Thursday, February 16, 2012

Nebraska Blooms

Did I miss GBBD? Well, here ya go.


Is that the first hummingbird?

Actually, it's quite lovely outside. Low 40s and sunny. Our 12" of snow is now about 2-4", and will be gone this weekend. I no longer order plants--growing my old, from wild seedlings to cuttings to divisions to closet propagation. Still, shouldn't plant catalogs have seeds embedded in their pages?

Thursday, February 9, 2012

Sketch the Shadows

My family has grown up on the prairie, in the Midwest, on land that, according to author Kathleen Norris, rubs off on us to make us feel that we don’t need to connect. Norris, who grew up and lives in North Dakota, frequently stays at upper Midwest monasteries for reflection and to continue her monastic-influenced spiritual education. These monasteries, according to Norris, often “follow silence at certain hours, but I had never before immersed myself in the kind of silence that sinks into your bones…. To live communally in silence is to admit a new power into your life. In a sense, you are merely giving silence its due. But this silence is not passive, and soon you realize that it has the power to change you.”

There are places for silence, moments in our days that we require, not that we want, but that we absolutely need. And the more we have them, the closer we get to ourselves and the world. I know that when I am dusting or cooking, the world drops to the side, but not completely away, and I am absorbed in the focus of my work, just as those monks who are finding praise and glory in their silent prayers of work. But most of all, I find the kind of silence Norris speaks of so deeply and transformatively right here, in this moment, writing out these words. I suppose that I have mini moments where I allow myself to daydream on the garden bench or on the porch, but they are soon interrupted by other thoughts. Here, the focus is intense, onrushing, consuming, it sinks into my bones to the point that every part of me is aerated and I breathe deeply some fresh, new life—as one might do on a cool summer’s evening after a hard rain.
In these silences, these deep breaths, there is a necessary mystery I follow, sometimes discovering new roads, new ideas, sometimes ending up in a place I’d never dreamed of, sitting back, and feeling blessed for having had that moment. It is an intense shuddering through my body, it reverberates, it’s like a limb warmed up after coming inside form the winter cold, tingly, pulsating, coming alive again. 

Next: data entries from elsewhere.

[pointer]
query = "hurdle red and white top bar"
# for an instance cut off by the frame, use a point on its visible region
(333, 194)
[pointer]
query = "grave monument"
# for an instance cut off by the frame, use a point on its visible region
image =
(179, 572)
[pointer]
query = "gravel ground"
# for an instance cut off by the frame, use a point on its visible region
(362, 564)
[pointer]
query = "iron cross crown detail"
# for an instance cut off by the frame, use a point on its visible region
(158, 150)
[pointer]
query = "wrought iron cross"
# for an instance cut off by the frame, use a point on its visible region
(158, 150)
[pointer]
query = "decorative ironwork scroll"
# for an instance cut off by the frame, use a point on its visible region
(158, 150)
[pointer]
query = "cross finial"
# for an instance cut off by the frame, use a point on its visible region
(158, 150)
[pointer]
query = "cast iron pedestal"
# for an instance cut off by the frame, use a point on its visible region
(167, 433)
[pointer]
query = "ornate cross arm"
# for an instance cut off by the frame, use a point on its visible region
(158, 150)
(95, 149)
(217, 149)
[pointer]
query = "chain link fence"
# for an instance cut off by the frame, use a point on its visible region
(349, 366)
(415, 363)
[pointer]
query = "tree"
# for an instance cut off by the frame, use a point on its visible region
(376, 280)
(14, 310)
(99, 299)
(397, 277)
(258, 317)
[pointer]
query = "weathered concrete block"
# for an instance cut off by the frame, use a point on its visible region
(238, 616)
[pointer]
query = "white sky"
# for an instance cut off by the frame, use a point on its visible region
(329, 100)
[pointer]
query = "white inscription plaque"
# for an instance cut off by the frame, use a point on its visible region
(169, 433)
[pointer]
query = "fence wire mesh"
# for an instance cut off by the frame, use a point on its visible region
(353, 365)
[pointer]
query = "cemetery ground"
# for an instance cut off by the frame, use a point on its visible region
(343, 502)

I get in trouble all the time for being silent. Even after nine years of grad school and being silent in classrooms, and being chastised by peers and teachers alike, no one has ever suggested—and me neither until just right now—that my silence wasn’t ever so much about shyness (though certainly it played a part) as it was about respect for language and the search for belonging and understanding in this chaotic world. In my personal relationships I’ve noticed a tension of silence in my refusal to chit chat with those closest to me about things that seem to be already implied or said. Words can fail when there are too many of them, and frankly, there are too many of them. They confuse the issue of being alive, of being alive not “with” but “in” the world.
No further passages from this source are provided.